Easy peasy
Easy peasy
Easy peasy
The good news is, based on the diagram looking like it's straight from AWS docs, there's a Cloud formation template for all that.
Bad news, good luck troubleshooting any of it if something breaks
Shouln't AWS do this?
In theory yes, and I've had a few zealous support engineers there do their absolute damn best to fix cloudformation infra issues. But there's only so much they can do because the template was probably written by a 3rd party vendor (if it was how you can set up said vendor solution using AWS native features) or a consultant who fucked off to other projects.
Arstechnica runs on WordPress on AWS, and they have a really nice series of articles about it. Sure, you could use just one EC2 instance for everything, but on a high traffic website you would need a bit more.
But how many sites really are high traffic?
That's the thing with almost all of the cloud stuff: reasonable at scale, but overcomplicated garbage for 95% of the users.
Gets a $3000 bill because they picked the wrong instance type.
Gotta do that for my blog. It'll score me my next job. Might cost me $300 a month for a blog no one reads.
Try DO AppEngine and Hugo, free static site, and image hosting w CDN for .. $5 a month for the bucket.
The equivalent of "just configure && make && make install
bro, it's super easy"
(it never is)
Edit: Alright, is it just my browser or does lemmy not know how to hand ampersands? Test: && &&
& &
Do you ever make install for minutes just to have it crash at the end because you missed a completely random C dependency?
And then you find out you have that dependency but your linker decides to not take it and then you have it but a slightly other version and you decide it's not worth it
sobs uncontrollably
Uh...I mean...of course not
No, I use Portage
&&&&&&&&&&&&&&&&&&&&
If a basic Wordpress on aws (no load balancers or auto scaling) is all you need… it is super easy to run on aws. Like a few clicks easy. https://aws.amazon.com/lightsail/projects/wordpress/
Installing WordPress through a traditional Apache server shared hosting account only requires one click, and you can host as many sites as you want for like $9 per month.

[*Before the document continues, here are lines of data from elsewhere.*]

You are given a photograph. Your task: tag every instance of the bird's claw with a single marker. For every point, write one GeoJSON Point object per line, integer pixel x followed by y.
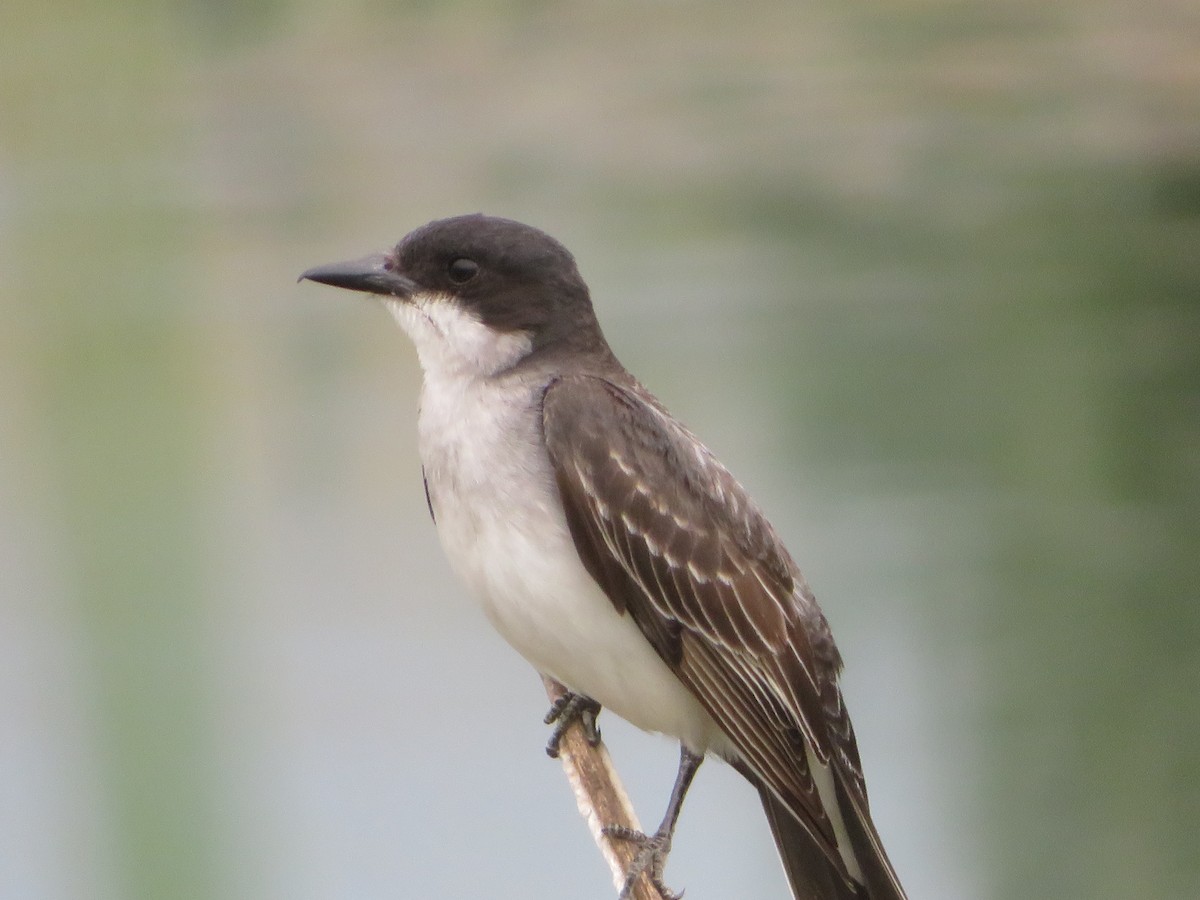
{"type": "Point", "coordinates": [567, 709]}
{"type": "Point", "coordinates": [651, 859]}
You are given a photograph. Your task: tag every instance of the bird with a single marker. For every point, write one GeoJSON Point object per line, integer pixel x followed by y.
{"type": "Point", "coordinates": [612, 550]}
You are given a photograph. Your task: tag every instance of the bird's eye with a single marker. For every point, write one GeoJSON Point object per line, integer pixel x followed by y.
{"type": "Point", "coordinates": [462, 270]}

Last time I tried aws, took me like four hours to figure that I had to borrow another IP address (different than the ip I received when created the instance) in order point it at my domain. Took me a long time find that option in the menu too
Edit:added cohesion and some punctuation.
Please use punctuation.
The way it's written fits very well with the madness that's AWS, though.
Sorry,I had just waken up and my lemmy app (jerboa) is terrible when erasing words..got some punctuation erased.
This is difficult to read.
Why would you need autoscaling for the bastion server?
Autoscaling isn't only used the grow the number of servers under load, but also to guarantee availability of a fixed number. If the max is set to 1, the bastion host is protected against hardware failure, zone outages, or just you screwing up. Accidentally killed your bastion host? No problem, within a few minutes autoscaling will have provisioned a new one and you're good to go again.
From my personal experience, AWS is extremely powerful (especially on security and networking). If you cross the learning curve, and know automation or Infrastructure as Code (e.g. Terraform) then it's fast and easy to build almost any architecture.
But yes, it's overkill for a simple website or a simple setup (if one is not familiar with AWS).
I love it, because it is not an over exaggeration like it happens most of the time with memes, but actual, real diagram for WordPress.